Clients – Dynamic Funds

Client Success Story

Dynamic Funds is a leading developer and marketer of mutual funds. They partnered with DoubleDigit Sales to align their sales strategy and enhance their sales process.

“Now, sales, marketing, senior management and portfolio management all contribute to the prioritization of new products.”

– Mark Brisley, Managing Director and National Sales Manager

strategy

An Aligned Sales Strategy

process

A Process to Hold Everyone Accountable

alignment

New Products Delivered to Market Efficiently and Effectively

Alignment – The Sales Force Multiplier

At a time of unparalleled market volatility and greatly intensified competition, one of the biggest challenges faced by this market leader is, “How do we master change without changing?” It sounds like an impossible conundrum, yet Dynamic Funds is managing the balance – and thriving – thanks in part to dedicated work with the tools provided by DoubleDigit Sales’ Strategic BluePRINT.

Dynamic is one of the country’s leading developers and marketers of mutual funds. As the name suggests, the company culture is “recognize-need, do-yesterday”, and highly individualistic, with a flat management structure – diametrically the opposite of a hierarchical, process-driven organization like a modern bank. It was a shock when a bank bought the company; even more of a shock when the bank insisted that Dynamic’s overriding task was to stay the way it was. The bank wanted Dynamic’s drive and individualism as an inspiration and spur to its own people.

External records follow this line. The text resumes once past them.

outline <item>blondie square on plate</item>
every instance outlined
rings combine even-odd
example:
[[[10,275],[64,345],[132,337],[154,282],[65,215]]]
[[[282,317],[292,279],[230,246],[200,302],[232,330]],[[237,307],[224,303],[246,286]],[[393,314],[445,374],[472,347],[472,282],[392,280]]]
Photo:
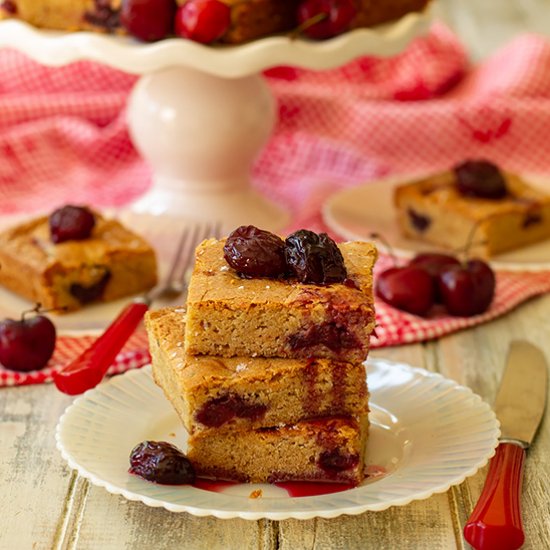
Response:
[[[358,485],[365,477],[368,428],[367,415],[362,415],[255,430],[205,430],[189,437],[187,456],[204,477]]]
[[[88,238],[53,242],[48,216],[0,233],[0,285],[58,312],[145,291],[155,252],[139,235],[94,212]]]
[[[465,184],[459,184],[465,172]],[[461,172],[462,170],[462,172]],[[550,238],[550,193],[486,161],[468,161],[394,190],[397,223],[412,239],[491,257]]]
[[[146,316],[155,382],[187,431],[294,424],[368,411],[363,363],[332,359],[191,356],[185,315],[164,308]]]
[[[209,239],[196,251],[187,298],[189,354],[366,359],[375,325],[373,244],[338,245],[347,279],[315,285],[240,277],[224,259],[224,242]]]

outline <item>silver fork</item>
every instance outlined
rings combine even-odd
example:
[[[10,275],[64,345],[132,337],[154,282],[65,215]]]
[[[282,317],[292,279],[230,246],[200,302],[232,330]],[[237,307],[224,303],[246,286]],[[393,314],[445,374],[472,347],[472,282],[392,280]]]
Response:
[[[187,290],[188,272],[193,265],[195,247],[208,237],[219,237],[220,231],[221,226],[217,223],[196,224],[191,229],[184,229],[164,282],[135,298],[89,348],[55,373],[57,388],[69,395],[95,388],[152,302],[161,298],[175,298]]]

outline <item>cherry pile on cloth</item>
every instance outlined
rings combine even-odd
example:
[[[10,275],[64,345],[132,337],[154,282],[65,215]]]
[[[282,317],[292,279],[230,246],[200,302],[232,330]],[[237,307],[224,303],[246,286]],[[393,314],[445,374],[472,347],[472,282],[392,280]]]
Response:
[[[368,181],[479,157],[510,171],[550,176],[549,66],[550,43],[527,34],[472,66],[456,36],[438,23],[390,59],[362,57],[324,72],[270,69],[279,121],[253,183],[292,212],[288,231],[326,231],[319,214],[326,198]],[[148,188],[151,173],[125,123],[134,76],[91,62],[48,68],[12,50],[0,51],[0,71],[0,216],[30,215],[69,200],[123,206]],[[377,271],[388,265],[382,256]],[[491,308],[475,317],[424,319],[378,301],[372,344],[443,336],[544,292],[550,292],[548,272],[499,272]],[[0,366],[0,385],[50,381],[89,342],[59,338],[52,361],[37,373]],[[148,360],[140,331],[111,373]]]

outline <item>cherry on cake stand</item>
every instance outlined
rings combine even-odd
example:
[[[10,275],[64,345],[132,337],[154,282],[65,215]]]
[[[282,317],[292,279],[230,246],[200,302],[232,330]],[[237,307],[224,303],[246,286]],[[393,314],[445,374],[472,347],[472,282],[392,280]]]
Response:
[[[91,60],[140,76],[129,98],[128,125],[153,183],[131,206],[134,212],[278,230],[287,224],[288,212],[250,183],[252,164],[276,121],[275,99],[262,71],[278,65],[322,70],[360,55],[392,56],[430,22],[426,10],[324,42],[274,36],[211,47],[177,38],[144,44],[3,21],[0,47],[45,65]]]

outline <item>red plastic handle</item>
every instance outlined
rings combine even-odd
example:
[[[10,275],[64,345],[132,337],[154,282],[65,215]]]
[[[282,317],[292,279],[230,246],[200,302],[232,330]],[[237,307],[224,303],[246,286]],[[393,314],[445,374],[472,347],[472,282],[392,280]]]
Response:
[[[69,395],[77,395],[95,388],[103,380],[115,357],[136,330],[148,309],[149,306],[142,302],[127,305],[88,349],[54,374],[57,388]]]
[[[491,459],[479,501],[464,527],[476,550],[516,550],[525,540],[521,523],[521,485],[525,449],[501,443]]]

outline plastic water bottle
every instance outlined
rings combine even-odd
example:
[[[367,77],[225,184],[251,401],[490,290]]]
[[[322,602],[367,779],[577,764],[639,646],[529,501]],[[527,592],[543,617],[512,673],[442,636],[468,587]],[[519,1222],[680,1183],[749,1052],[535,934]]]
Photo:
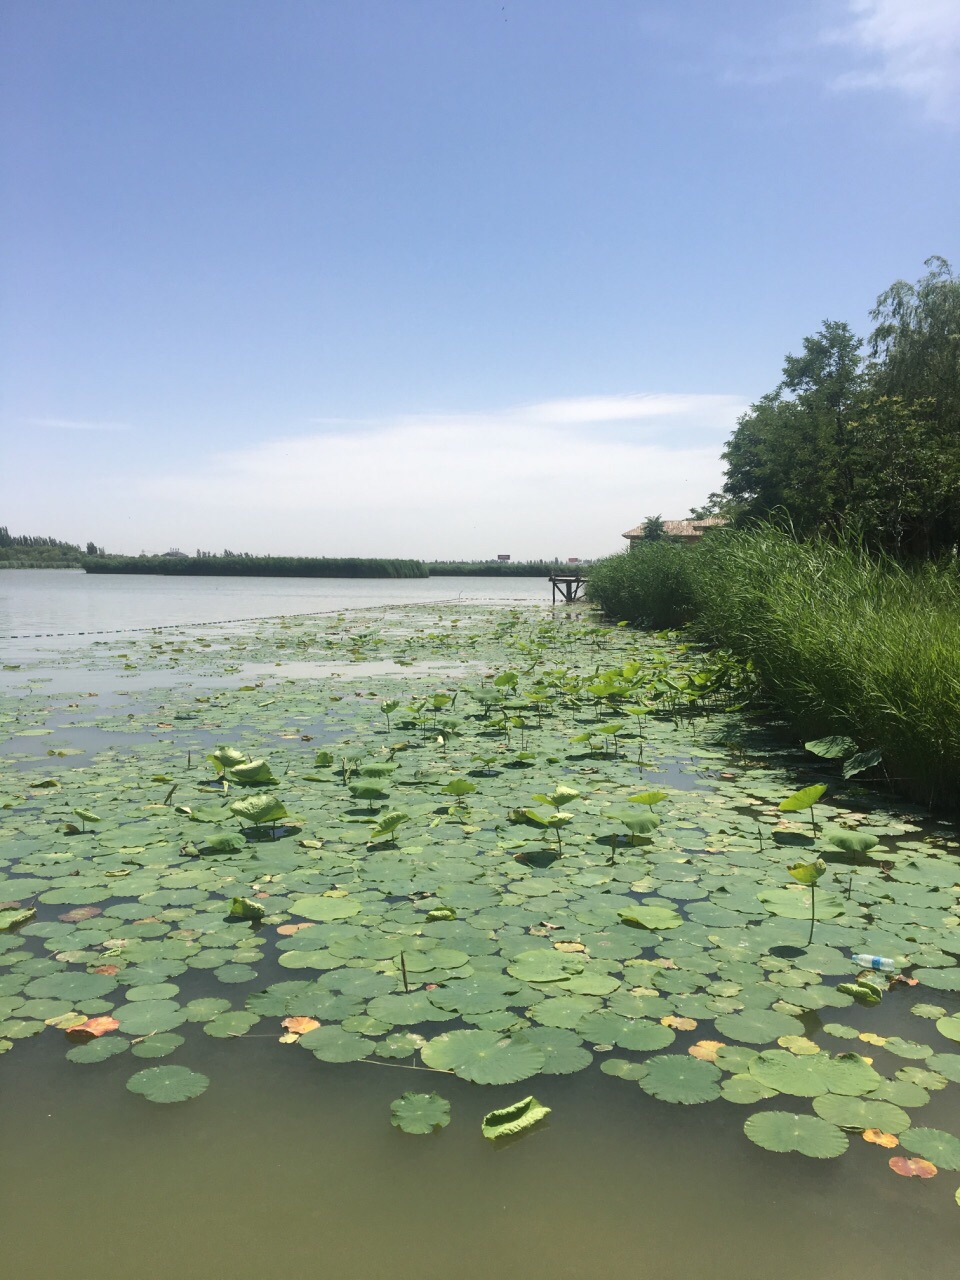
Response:
[[[858,969],[879,969],[881,973],[893,973],[900,966],[889,956],[868,956],[864,953],[851,957]]]

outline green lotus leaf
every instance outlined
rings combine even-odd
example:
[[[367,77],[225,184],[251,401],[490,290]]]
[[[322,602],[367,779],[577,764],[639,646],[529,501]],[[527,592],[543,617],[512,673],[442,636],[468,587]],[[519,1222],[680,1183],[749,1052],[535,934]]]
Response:
[[[83,822],[97,823],[103,821],[99,813],[92,813],[89,809],[73,809],[71,812],[75,813]]]
[[[714,1025],[722,1036],[742,1040],[745,1044],[770,1044],[779,1036],[803,1034],[803,1027],[796,1018],[773,1009],[724,1013],[714,1020]]]
[[[932,1018],[935,1022],[946,1015],[946,1009],[939,1004],[915,1004],[910,1012],[916,1018]]]
[[[527,1098],[521,1098],[519,1102],[514,1102],[509,1107],[500,1107],[496,1111],[488,1111],[483,1117],[480,1129],[483,1136],[490,1138],[491,1141],[496,1141],[499,1138],[512,1138],[518,1134],[526,1133],[534,1125],[539,1124],[541,1120],[545,1120],[549,1114],[550,1108],[545,1107],[542,1102],[538,1102],[531,1095]]]
[[[321,893],[310,894],[305,898],[295,898],[290,904],[293,915],[325,923],[333,920],[349,920],[352,916],[358,916],[362,910],[361,903],[354,898],[328,898]]]
[[[625,911],[618,911],[617,915],[624,924],[632,925],[635,929],[649,929],[655,933],[676,929],[683,924],[683,917],[676,911],[671,911],[669,907],[629,907]]]
[[[238,801],[242,804],[242,801]],[[187,814],[191,822],[226,822],[230,817],[230,810],[233,806],[225,804],[195,804],[182,806],[183,812]],[[179,810],[178,810],[179,812]]]
[[[568,1076],[576,1071],[589,1067],[593,1054],[583,1046],[579,1035],[559,1027],[527,1027],[515,1039],[523,1044],[531,1044],[543,1054],[543,1066],[540,1074],[545,1076]]]
[[[858,751],[849,760],[844,760],[843,776],[853,778],[856,774],[863,773],[865,769],[875,769],[882,759],[883,751],[880,747],[871,747],[869,751]]]
[[[948,1040],[960,1044],[960,1014],[955,1013],[950,1018],[938,1018],[937,1030]]]
[[[105,996],[116,985],[116,978],[105,973],[51,973],[28,983],[26,994],[34,997],[51,996],[77,1004],[83,1000],[96,1000]]]
[[[138,1000],[114,1009],[120,1030],[130,1036],[149,1036],[155,1031],[172,1031],[186,1022],[185,1010],[173,1000]]]
[[[826,836],[835,849],[842,849],[844,853],[869,853],[879,844],[876,836],[866,831],[833,830],[826,832]]]
[[[722,1072],[712,1062],[704,1062],[688,1054],[660,1054],[646,1062],[646,1071],[638,1084],[645,1093],[661,1102],[692,1105],[711,1102],[720,1097]]]
[[[283,801],[277,796],[253,795],[247,796],[245,800],[234,800],[230,811],[242,821],[250,822],[255,827],[264,826],[268,822],[279,822],[281,818],[287,817]],[[194,816],[196,816],[196,810],[194,810]]]
[[[927,1059],[927,1066],[938,1075],[946,1076],[954,1084],[960,1084],[960,1054],[935,1053]]]
[[[279,778],[273,776],[273,770],[266,760],[251,760],[248,764],[233,765],[230,769],[230,777],[234,782],[243,783],[245,786],[275,787],[279,782]]]
[[[892,1132],[892,1130],[891,1130]],[[907,1151],[932,1161],[938,1169],[960,1169],[960,1138],[942,1129],[909,1129],[900,1135]]]
[[[826,783],[818,783],[813,787],[803,787],[802,790],[795,791],[792,796],[787,796],[786,800],[780,801],[780,812],[799,813],[803,809],[809,809],[817,803],[826,789]]]
[[[676,1039],[676,1032],[659,1022],[638,1019],[629,1023],[614,1037],[614,1044],[621,1049],[633,1049],[641,1053],[653,1049],[666,1049]]]
[[[32,920],[37,914],[36,907],[6,907],[0,911],[0,933],[6,933],[10,929],[16,929],[18,925],[26,924],[28,920]]]
[[[435,1133],[450,1123],[450,1103],[438,1093],[404,1093],[390,1103],[390,1123],[404,1133]]]
[[[207,1022],[210,1018],[215,1018],[220,1013],[226,1013],[229,1008],[229,1000],[203,996],[184,1005],[183,1011],[187,1015],[188,1022]]]
[[[873,1093],[885,1083],[883,1076],[858,1053],[837,1054],[827,1066],[827,1078],[831,1093],[851,1097]]]
[[[846,1134],[835,1124],[788,1111],[759,1111],[747,1119],[743,1131],[765,1151],[797,1151],[818,1160],[841,1156],[848,1145]]]
[[[645,1062],[628,1062],[626,1058],[604,1058],[600,1070],[607,1076],[616,1076],[619,1080],[639,1080],[647,1069]]]
[[[412,1058],[426,1041],[412,1031],[395,1031],[381,1040],[376,1047],[378,1058]]]
[[[374,1050],[374,1042],[342,1027],[316,1027],[300,1037],[300,1044],[321,1062],[359,1062]]]
[[[230,902],[230,915],[234,920],[262,920],[266,910],[259,902],[251,898],[233,898]]]
[[[561,978],[579,973],[583,960],[576,955],[553,951],[547,947],[536,951],[521,951],[507,965],[507,973],[521,982],[559,982]]]
[[[542,1026],[572,1030],[599,1006],[600,1001],[592,996],[556,996],[538,1001],[527,1013]]]
[[[440,788],[446,796],[468,796],[476,789],[477,784],[471,782],[469,778],[454,778],[445,787]]]
[[[720,1093],[727,1102],[741,1105],[762,1102],[765,1098],[775,1098],[777,1095],[776,1089],[761,1084],[755,1076],[748,1074],[728,1076],[720,1085]]]
[[[786,920],[810,919],[808,889],[764,889],[757,894],[757,898],[775,916],[782,916]],[[829,893],[823,889],[817,894],[818,921],[835,919],[837,916],[842,916],[845,911],[846,903],[840,894]]]
[[[204,853],[237,853],[240,849],[245,849],[247,845],[243,836],[237,835],[235,832],[218,831],[216,835],[210,836],[203,845]]]
[[[238,764],[244,764],[247,757],[242,751],[238,751],[236,747],[217,747],[216,751],[211,751],[207,756],[211,764],[215,765],[220,773],[225,769],[233,769]]]
[[[952,969],[914,969],[913,976],[936,991],[960,991],[960,965]]]
[[[455,1015],[439,1009],[431,1000],[432,991],[402,991],[379,995],[367,1005],[371,1018],[390,1027],[415,1027],[421,1022],[449,1022]]]
[[[98,1036],[87,1044],[78,1044],[68,1049],[67,1059],[70,1062],[105,1062],[107,1058],[116,1057],[129,1047],[130,1041],[123,1036]]]
[[[898,1058],[911,1058],[915,1061],[929,1058],[933,1053],[928,1044],[918,1044],[916,1040],[904,1040],[901,1036],[887,1036],[883,1047],[887,1053],[893,1053]]]
[[[830,1059],[826,1054],[798,1056],[786,1049],[770,1049],[750,1063],[749,1073],[778,1093],[816,1098],[830,1092]]]
[[[853,755],[859,748],[852,738],[834,735],[829,738],[816,738],[803,744],[808,751],[824,760],[842,760],[844,756]]]
[[[628,796],[627,799],[631,804],[659,804],[661,800],[666,800],[669,792],[667,791],[641,791],[635,796]]]
[[[368,837],[370,844],[376,844],[379,840],[392,840],[398,828],[409,820],[410,815],[399,809],[379,814],[376,826],[370,830]]]
[[[139,1093],[148,1102],[186,1102],[198,1098],[210,1080],[189,1067],[145,1067],[127,1081],[131,1093]]]
[[[428,1040],[421,1057],[428,1067],[475,1084],[516,1084],[536,1075],[545,1061],[532,1044],[496,1031],[448,1031]]]
[[[853,1098],[828,1093],[813,1100],[813,1109],[822,1120],[840,1129],[882,1129],[902,1133],[910,1127],[910,1117],[892,1102],[878,1098]]]
[[[232,1009],[229,1013],[221,1013],[209,1022],[205,1022],[203,1030],[206,1035],[217,1040],[226,1040],[232,1036],[242,1036],[255,1027],[260,1021],[255,1013],[244,1009]]]
[[[135,1058],[165,1058],[182,1044],[183,1036],[178,1036],[175,1031],[161,1031],[132,1045],[130,1052]]]
[[[817,858],[815,862],[794,862],[787,867],[789,875],[793,876],[799,884],[816,884],[820,877],[826,872],[827,864],[822,858]]]
[[[617,809],[611,811],[610,817],[635,836],[648,836],[660,825],[660,819],[649,810],[645,813],[642,809]]]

The problem, according to Mark Brisley, Managing Director and National Sales Manager for Dynamic, is that while everyone knew what the culture felt like, no one had articulated Dynamic’s objectives, beyond the semi-jocular “sell product, keep job”. Being bought exposed the need, not the least to customers, who wanted to know where Dynamic was heading.

Dynamic turned to DoubleDigit Sales’ BluePRINT, looking for a sales strategy that would drive its sales processes, set some boundary markers that would preserve its culture and finally, reassure customers. Instead, what the Dynamic team found was a comprehensive approach to defining objectives that provides tools and templates that will yield a sales strategy aligned:

• Up to senior management’s corporate strategies

• Across the organization to marketing and operations strategies

• Down to individuals’ personal goals and strategies

• Out to feedback from key customers

“It helped define a corporate strategy that effectively tied the go-getter culture to a better use of intelligence as it is received.”

In fact, for Dynamic, BluePRINT became considerably more than a sales strategy; rather it helped define a corporate strategy that effectively tied the go-getter culture to a better use of intelligence as it is received. Although Dynamic was fast on its feet, it was reactive and those reactions could be shaped more by circumstance than vision. “People used to say, we have a culture of change management,” Brisley notes, “but it’s more true to say we had a culture of change. We never managed it well. Now we have a document and a process that’s holding us accountable.”

The alignment brought by BluePRINT has engendered a new level of discipline in one of Dynamic’s leading competitive advantages, its ability to conceive and deliver innovative financial products. This is a skill of paramount importance in an overcrowded financial marketplace; for instance, buyers are now bombarded by over 3,200 mutual funds. Dynamic’s development process was once best described as “think of it, develop it, drop it on sales”. In the past, this has left good ideas and products gasping for air from lack of support. “Now,” says Brisley, “sales, marketing, senior management and portfolio management all contribute to the prioritization of new products.” Too many cooks? Hardly – focus and prioritization, he says, yield equally popular products with about 40% of the development effort.

Finally, there is the issue of people. Culture is people, and keeping Dynamic’s people, many of whom are long-serving, is a critical element in maintaining the culture. “A lot of them are type-A players, self-driven lone wolves,” says Brisley, “but they still want to feel connected – they still need to know, ‘What’s next?’ If you’ve got a clearly articulated statement, one or two sentences max, that clarity helps them buy in, it takes them to the next level and it helps you to keep them.”